QTransform transform;
// create the matrix
bool success = QTransform::quadToQuad(fromPolygon, toPolygon, transform);

if (!success) {
    qDebug() << "Could not create the transformation matrix.";
    return;
}

This piece of code creates first fromPolygon which is the user specified quadrilateral selection. Then it creates the target polygon by using the width and height of the new image calculated earlier. Finally, it creates the transformation matrix by passing the polygons created earlier to the QTransform::quadToQuad method.

By applying this matrix to the image we don't yet get the wanted result. The resulting image contains areas which are not part of the area which user selected. We have to calculate the correct area and crop it from the image.

transformed

// The resulting image has to be cropped by transferring the original image 
// top left, top right and bottom left coordinates to the transformed image coordinates.
// After this the crop offset can be calculated.
QPoint tl = transform.map(QPoint(0, 0));
QPoint bl = transform.map(QPoint(0, img.height()));
QPoint tr = transform.map(QPoint(img.width(), 0));

// execute the transform
img = img.transformed(transform);

int x;
int y;

// The points are "outside" the new image area hence the minus sign.
// Select the topLeft point which has largest x and y values.
if(-tl.x() > -bl.x()) {
    x = -tl.x();
} else {
    x = -bl.x();
}

if(-tr.y() > -tl.y()) {
    y = -tr.y();
} else {
    y = -tl.y();
}

// This is the top left coordinate of the crop area.
qDebug() << x << y;

// Finally, copy the area from the transformed image.
img = img.copy(x, y, width, height);
img.save(path, "jpg", 100);

We use the map method of the QTransform to transform the corner points of the original image to the new image coordinate space.
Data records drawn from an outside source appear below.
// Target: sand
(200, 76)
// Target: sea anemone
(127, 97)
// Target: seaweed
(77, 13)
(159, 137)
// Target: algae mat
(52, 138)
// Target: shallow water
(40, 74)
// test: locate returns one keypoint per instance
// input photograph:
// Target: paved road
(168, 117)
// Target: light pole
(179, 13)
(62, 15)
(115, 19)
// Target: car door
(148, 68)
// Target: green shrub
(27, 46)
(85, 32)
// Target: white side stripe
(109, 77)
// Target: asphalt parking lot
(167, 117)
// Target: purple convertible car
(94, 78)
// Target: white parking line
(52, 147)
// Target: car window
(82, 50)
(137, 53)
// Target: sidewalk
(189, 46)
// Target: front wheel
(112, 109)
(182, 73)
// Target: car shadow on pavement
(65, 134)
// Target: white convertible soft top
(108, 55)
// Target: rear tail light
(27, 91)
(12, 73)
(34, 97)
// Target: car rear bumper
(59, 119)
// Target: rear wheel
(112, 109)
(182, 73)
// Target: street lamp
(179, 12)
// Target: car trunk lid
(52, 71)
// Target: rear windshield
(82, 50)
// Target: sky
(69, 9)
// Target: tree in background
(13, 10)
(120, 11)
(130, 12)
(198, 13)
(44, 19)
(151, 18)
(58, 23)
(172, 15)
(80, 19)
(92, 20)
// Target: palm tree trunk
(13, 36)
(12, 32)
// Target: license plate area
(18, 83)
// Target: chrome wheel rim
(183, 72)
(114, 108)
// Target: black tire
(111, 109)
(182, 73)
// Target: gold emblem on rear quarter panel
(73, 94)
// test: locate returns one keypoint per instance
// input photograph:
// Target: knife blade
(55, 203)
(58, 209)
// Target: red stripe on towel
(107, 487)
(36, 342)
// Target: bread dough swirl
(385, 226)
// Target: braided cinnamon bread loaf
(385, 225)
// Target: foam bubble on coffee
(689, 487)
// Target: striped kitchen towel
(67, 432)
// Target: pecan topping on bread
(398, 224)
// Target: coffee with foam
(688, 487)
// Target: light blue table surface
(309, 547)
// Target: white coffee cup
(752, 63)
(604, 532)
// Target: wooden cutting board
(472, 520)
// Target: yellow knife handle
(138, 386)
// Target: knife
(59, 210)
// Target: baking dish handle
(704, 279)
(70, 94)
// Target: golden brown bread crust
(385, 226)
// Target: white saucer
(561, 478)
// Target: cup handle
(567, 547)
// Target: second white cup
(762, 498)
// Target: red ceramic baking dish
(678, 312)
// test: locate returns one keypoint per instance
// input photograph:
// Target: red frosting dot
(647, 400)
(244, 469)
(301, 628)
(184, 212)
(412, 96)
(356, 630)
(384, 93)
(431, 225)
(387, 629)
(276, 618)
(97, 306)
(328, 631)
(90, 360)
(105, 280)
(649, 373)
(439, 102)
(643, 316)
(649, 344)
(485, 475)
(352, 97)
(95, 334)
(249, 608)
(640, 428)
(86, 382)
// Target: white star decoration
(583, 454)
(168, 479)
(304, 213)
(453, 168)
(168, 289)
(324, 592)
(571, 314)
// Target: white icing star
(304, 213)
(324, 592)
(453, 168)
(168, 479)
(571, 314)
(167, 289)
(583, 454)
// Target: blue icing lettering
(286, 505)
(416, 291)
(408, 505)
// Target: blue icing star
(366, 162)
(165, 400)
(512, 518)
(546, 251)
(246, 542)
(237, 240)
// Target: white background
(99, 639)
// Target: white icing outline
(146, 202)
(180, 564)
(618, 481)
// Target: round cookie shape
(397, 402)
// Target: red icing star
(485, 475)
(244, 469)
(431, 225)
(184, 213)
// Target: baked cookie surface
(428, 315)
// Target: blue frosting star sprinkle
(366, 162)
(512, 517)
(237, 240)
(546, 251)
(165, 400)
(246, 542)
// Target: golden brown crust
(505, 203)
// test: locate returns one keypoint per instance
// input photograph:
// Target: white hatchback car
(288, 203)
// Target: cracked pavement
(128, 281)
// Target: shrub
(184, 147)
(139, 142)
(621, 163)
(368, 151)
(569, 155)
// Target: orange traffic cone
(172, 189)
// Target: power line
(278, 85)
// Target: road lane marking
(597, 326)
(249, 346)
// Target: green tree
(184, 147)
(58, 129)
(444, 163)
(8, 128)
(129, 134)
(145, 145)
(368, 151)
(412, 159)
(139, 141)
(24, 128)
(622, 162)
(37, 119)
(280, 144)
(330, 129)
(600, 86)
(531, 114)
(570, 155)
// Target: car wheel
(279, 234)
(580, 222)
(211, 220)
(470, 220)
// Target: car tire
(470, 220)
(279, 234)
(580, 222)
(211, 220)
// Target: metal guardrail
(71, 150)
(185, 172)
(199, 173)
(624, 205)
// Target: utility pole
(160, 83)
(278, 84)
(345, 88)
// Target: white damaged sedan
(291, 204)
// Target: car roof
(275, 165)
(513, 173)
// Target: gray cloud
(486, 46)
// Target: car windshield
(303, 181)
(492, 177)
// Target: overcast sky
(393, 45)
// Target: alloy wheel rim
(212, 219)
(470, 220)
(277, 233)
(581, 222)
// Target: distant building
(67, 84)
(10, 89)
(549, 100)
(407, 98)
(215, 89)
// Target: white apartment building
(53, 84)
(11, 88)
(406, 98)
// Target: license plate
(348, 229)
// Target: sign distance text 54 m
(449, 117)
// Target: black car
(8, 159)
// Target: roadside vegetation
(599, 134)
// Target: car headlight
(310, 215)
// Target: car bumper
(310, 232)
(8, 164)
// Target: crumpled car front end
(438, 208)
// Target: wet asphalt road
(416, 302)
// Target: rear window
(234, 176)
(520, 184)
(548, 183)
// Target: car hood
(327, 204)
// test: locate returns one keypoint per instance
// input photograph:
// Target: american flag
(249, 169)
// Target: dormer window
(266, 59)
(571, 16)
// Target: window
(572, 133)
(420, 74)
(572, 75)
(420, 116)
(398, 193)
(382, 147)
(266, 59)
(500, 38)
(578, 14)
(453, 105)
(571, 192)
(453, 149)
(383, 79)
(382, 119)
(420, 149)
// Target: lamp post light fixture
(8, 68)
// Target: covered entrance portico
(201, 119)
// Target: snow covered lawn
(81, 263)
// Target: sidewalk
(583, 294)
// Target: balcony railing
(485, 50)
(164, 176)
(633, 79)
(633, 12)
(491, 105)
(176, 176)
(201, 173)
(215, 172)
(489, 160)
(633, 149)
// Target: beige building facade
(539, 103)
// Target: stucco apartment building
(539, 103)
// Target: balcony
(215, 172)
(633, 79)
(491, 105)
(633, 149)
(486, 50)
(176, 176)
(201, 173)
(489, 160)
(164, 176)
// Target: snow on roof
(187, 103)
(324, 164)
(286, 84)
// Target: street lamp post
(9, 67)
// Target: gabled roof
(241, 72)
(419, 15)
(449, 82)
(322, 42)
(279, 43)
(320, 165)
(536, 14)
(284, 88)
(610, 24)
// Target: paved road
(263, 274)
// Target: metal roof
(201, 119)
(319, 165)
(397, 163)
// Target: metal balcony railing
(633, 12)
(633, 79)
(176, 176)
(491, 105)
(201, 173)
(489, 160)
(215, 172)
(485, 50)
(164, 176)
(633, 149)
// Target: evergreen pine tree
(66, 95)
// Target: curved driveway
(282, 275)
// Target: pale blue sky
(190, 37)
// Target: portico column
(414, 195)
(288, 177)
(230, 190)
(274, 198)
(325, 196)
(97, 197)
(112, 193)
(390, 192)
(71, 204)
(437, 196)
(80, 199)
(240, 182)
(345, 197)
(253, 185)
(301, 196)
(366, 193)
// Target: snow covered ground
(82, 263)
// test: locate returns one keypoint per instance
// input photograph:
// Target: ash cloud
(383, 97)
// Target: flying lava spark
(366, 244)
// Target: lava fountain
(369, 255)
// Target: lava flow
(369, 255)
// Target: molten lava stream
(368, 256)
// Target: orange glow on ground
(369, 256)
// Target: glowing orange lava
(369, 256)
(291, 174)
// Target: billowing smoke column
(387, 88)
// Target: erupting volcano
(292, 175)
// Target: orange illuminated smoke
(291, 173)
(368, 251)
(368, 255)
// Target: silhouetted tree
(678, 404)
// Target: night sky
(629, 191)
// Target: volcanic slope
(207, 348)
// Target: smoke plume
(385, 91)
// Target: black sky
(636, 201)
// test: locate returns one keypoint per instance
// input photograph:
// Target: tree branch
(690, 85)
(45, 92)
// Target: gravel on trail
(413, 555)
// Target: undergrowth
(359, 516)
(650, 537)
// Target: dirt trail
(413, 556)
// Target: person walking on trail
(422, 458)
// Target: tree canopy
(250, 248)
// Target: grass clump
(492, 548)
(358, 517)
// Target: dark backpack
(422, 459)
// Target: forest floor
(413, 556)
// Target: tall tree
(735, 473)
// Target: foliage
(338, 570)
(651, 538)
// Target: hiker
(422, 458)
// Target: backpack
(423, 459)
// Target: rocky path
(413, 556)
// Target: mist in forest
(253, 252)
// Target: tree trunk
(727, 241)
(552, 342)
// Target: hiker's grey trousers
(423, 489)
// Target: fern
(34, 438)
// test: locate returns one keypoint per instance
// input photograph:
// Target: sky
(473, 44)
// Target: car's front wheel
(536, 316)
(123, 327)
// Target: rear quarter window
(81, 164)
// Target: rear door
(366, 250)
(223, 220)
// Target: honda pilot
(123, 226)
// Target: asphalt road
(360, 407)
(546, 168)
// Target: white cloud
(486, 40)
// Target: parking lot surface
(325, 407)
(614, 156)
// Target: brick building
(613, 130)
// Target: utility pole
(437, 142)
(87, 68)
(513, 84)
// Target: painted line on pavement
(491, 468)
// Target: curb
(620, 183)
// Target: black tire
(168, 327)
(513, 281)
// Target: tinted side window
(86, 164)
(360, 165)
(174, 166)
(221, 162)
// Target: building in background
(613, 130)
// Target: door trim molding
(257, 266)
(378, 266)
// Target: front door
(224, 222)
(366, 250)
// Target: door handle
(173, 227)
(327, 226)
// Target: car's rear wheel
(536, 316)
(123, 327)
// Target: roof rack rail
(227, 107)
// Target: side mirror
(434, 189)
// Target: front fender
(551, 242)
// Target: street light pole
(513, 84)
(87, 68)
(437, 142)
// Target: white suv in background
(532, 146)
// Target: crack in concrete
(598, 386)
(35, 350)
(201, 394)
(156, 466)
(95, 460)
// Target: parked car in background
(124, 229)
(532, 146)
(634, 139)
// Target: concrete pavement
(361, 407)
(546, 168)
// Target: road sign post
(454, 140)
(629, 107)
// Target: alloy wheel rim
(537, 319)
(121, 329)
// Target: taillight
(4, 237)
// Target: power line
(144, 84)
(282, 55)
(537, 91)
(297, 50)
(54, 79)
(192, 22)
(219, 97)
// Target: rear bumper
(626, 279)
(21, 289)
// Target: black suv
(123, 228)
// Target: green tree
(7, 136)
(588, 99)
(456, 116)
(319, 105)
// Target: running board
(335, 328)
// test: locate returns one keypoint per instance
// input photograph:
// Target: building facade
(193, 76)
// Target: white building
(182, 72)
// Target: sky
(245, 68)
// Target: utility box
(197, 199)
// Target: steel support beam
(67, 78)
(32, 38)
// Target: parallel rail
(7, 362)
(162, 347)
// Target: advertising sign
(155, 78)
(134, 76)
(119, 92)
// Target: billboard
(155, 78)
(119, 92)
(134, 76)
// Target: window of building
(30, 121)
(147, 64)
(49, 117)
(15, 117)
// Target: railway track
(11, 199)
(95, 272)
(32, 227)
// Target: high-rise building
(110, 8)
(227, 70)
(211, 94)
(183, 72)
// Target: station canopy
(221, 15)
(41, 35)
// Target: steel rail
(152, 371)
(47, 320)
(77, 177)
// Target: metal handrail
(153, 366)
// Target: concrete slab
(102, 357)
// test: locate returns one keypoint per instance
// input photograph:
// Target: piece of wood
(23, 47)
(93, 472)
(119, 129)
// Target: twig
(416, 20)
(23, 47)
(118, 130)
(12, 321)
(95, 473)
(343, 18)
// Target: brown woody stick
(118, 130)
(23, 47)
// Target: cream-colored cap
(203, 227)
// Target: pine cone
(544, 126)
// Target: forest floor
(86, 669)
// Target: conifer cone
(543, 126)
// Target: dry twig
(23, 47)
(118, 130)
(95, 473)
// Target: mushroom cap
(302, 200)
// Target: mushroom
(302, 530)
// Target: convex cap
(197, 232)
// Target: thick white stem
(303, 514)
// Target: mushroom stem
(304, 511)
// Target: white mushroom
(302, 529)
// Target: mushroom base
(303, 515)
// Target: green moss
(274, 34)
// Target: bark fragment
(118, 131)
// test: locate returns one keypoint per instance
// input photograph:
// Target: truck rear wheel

The coordinates which we are interested in are negative because they are not in the area of the target image. We get the crop area top left point by
selecting the largest x and y values. Then we simply use Qimage's copy method to copy the final area limited by the top left point and the width and height calculated earlier.

This is the final cropped & preprocessed image:

preprocessed

It should be now pretty easy to combine these pieces into a function. Note that the polygon points have to be most likely in correct order (top left, top right, bottom right, bottom left) to get this working properly.